Going for a trip across the pond, are we? You lucky ba….er, member!
It’s still a bit early for boot sales, but there is always a toy fair going on somewhere. You must go to the local post shop (newsstand) and pickup an event trade paper or get a copy of a Die-cast magazine. They will have listings in the back of all the shows held over Britain. Whilst in London, you must visit Hamley’s Toy store—the biggest shop in England. They have a 1/32 Scalextric track set up to try, and they sell Micro-Scalextric cars too. Be prepared to spend between $30.00 to $40.00 per car (for HO), as the exchange rate is terrible. 
If you locate a fair that’s close—take the tubes, as driving through London can be trying. Also, parking is camera-controlled, very strict and enforced.

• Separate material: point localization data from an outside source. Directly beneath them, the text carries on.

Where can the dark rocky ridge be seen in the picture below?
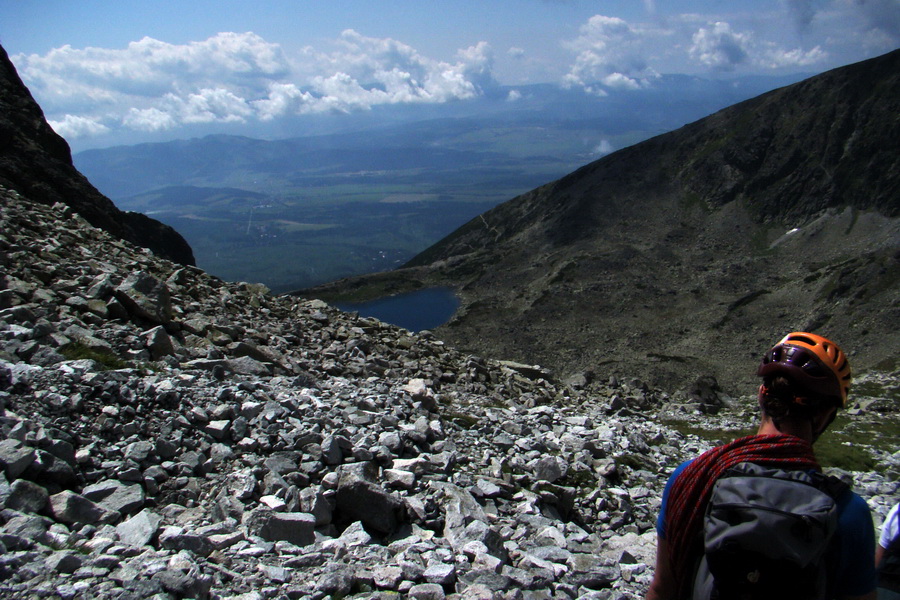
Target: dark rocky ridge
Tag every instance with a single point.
(37, 162)
(663, 258)
(167, 435)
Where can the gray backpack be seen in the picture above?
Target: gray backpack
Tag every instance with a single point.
(767, 535)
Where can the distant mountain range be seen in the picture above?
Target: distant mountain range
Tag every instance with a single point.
(688, 253)
(370, 191)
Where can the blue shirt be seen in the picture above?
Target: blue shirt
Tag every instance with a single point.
(856, 536)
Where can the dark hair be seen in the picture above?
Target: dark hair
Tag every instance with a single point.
(779, 400)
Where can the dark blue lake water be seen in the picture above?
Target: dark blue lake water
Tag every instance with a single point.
(424, 309)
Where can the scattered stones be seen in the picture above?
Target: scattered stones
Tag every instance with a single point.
(196, 438)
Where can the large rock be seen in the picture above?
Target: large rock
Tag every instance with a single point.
(74, 509)
(146, 298)
(113, 495)
(296, 528)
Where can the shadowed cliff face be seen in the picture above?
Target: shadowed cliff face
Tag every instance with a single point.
(37, 162)
(673, 258)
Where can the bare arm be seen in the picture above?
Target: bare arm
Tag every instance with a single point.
(663, 585)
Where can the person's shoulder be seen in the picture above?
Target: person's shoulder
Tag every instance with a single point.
(853, 509)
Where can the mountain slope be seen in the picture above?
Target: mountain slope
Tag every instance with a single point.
(37, 162)
(667, 258)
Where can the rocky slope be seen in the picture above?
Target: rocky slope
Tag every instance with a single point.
(165, 435)
(34, 160)
(777, 214)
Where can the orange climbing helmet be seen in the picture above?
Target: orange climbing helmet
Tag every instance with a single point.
(811, 361)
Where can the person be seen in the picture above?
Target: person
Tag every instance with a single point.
(887, 556)
(805, 379)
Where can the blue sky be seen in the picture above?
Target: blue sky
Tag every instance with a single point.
(137, 66)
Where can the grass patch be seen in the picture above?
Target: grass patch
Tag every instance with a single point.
(845, 445)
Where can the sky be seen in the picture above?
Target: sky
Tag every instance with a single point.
(165, 67)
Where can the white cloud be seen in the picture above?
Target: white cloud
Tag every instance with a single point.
(73, 127)
(778, 58)
(611, 51)
(603, 148)
(719, 47)
(149, 119)
(236, 77)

Fines are very high. If you must travel outside of the city—go North, and take the bus (or train). A beautiful ride and you can travel quite far on them. If so inclined, the Transportation museum in Covent Gardens (London) is a must see--if you like public transpo, and would like to see a colourful history of UK’s vehicles. Many (1/1) racetracks over there, too. Some quite well known and close to London. They always have a Rallye or club meet, or something going on. You may want to check on that. 
Finally, I will give you a food tip. 
Restaurants are expensive—eat in the pubs- and go early.
Enjoy yourself, and tip back a pint for me, won’t you? 
Mackeson Stout please…:thumbsup:


----------



## IRON LOU (Feb 7, 2005)

*Uk*

Did ya go yet? I just got back from Scotland[Edinburgh] Think twice about driving there.The traffic's as bad as NYC. in the bigger cities,and the traffic patterns are REALLY different than you could immagine.Bye the way,ALL the cars are sticks.[NO CHEVIES,EITHER!!!!] It actually took some time for me to get used to WALKING around without getting run over!! I went to 5 hobby shops,[they were in walking distance to my hotel.] I didn't see much HO at all,mostly 1/32 stuff.And the prices are NUTS.I was looking for a Scottish N-scale steam passenger train,American freight cars you see here for 4 bucks were 8 to 10 pounds there.[a pound is around $1.60-80].


----------